Nous ne saurions clore ce chapitre consacré à la terre, dont nous venons de voir que 62 % sont consacrés aux pâtures, sans dire un mot sur le bétail. Les données dont nous disposons sont rares et fragmentaires. Un procès-verbal de la " Marque des bestiaux admis au parcours et appartenant à la commune de SANSA » nous fournit des chiffres détaillés sur la nature de ce bétail à marquer « au moyen d'un fer brûlant portant la lettre S » et sur sa répartition par propriétaire pour l'année 1898.
21 chevaux se répartissent entre 31 propriétaires de bétail sans qu'aucun de ces propriétaires ne dispose de plus d'un cheval à marquer.
Viennent ensuite 136 bêtes à corne dont le nombre varie de 1 à 6 par propriétaire, exception faite pour Dominique ROCA FORT et Jean DELCASSO qui en possèdent 18 chacun. 1 180 bêtes à laine sont ensuite à marquer dont 395 (le tiers) appartiennent au seul Jean DELCASSO. Encore faut-il noter qu'il ne s'agil-là que du bétail à marquer en 1898 pour la forêt domaniale de « Coma de Pounteils ». Pour avoir une idée exacte du cheptel de SANSA à cette date, il conviendrait d'ajouter à ces chiffres le nombre de botes marquées au cours des années antérieures et dont les marques ne nécessitent pas de renouvellement.

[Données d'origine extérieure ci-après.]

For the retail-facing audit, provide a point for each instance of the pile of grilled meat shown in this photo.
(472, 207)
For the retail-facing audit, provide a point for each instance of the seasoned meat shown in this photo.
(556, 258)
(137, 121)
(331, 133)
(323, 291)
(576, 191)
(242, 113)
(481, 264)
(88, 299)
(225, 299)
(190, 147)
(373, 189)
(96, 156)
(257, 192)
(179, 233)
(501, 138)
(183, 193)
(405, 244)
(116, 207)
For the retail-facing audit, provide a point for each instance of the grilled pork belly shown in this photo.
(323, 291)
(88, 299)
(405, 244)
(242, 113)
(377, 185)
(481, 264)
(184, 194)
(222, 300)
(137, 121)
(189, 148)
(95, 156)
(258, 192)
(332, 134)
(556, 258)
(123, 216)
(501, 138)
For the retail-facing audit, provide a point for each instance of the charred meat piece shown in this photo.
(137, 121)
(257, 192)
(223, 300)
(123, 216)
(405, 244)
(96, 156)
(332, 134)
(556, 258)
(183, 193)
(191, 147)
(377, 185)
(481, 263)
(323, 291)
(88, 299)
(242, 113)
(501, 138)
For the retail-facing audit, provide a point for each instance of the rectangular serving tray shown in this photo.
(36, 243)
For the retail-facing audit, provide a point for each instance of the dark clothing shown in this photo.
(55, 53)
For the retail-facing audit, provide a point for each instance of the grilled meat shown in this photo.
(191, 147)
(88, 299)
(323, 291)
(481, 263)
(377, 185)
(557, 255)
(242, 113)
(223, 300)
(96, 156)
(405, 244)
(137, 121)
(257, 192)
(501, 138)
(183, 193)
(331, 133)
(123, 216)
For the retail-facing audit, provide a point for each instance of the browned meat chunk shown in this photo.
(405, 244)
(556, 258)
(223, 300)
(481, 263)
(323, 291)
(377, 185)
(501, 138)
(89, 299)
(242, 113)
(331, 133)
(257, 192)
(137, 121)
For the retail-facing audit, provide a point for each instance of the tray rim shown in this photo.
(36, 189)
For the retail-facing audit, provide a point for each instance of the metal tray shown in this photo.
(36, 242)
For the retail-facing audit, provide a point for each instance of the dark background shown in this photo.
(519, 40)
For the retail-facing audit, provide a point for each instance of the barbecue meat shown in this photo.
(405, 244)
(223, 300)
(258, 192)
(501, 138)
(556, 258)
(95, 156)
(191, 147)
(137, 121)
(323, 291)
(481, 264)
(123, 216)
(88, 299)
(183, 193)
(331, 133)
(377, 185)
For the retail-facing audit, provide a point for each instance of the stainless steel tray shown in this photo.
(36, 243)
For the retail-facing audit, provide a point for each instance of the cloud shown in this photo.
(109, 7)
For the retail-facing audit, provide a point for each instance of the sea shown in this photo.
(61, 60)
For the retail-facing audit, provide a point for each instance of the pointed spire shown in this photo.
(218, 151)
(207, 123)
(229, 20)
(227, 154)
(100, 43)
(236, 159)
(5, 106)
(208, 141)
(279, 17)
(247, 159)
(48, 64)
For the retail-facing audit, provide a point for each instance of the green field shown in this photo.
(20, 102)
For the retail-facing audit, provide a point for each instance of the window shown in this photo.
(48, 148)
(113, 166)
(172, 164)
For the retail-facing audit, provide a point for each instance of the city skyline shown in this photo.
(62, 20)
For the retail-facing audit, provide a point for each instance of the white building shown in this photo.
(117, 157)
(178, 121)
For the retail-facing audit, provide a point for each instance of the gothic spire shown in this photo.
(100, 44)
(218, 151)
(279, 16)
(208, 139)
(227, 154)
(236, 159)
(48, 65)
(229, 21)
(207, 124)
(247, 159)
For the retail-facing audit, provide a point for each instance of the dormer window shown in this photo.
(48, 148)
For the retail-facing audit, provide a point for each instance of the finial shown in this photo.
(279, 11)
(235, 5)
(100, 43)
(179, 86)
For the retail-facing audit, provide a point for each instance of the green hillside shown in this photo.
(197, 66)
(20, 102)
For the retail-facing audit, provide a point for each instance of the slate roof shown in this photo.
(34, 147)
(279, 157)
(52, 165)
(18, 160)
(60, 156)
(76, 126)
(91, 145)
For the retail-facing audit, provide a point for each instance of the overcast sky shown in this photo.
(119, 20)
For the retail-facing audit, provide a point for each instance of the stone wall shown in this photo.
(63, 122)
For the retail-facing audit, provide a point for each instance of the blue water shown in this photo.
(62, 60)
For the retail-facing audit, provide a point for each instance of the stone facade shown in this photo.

Nous savons ainsi que l'année précédente (1897) 4 bêtes à cornes et 80 bêtes à laine, dont 23 (28 %') appartenant à Jean DELCASSO, ont été marquées de façon identique pour la forêt domaniale du « Chemin Ramadé ». Nous savons également que deux ans plus tard, le 17 avril 1900, et pour la même forêt domaniale, 100 bêtes à laine ont été marquées dont 30 appartenaient à Jean DELCASSO.
Ce dernier, dont nous savons que l'aïeul détenait en 1826 11 % du patrimoine foncier de la commune, devait donc posséder à lui seul, entre 1897 et 1900, environ 1/3 du cheptel ovin de SANSA.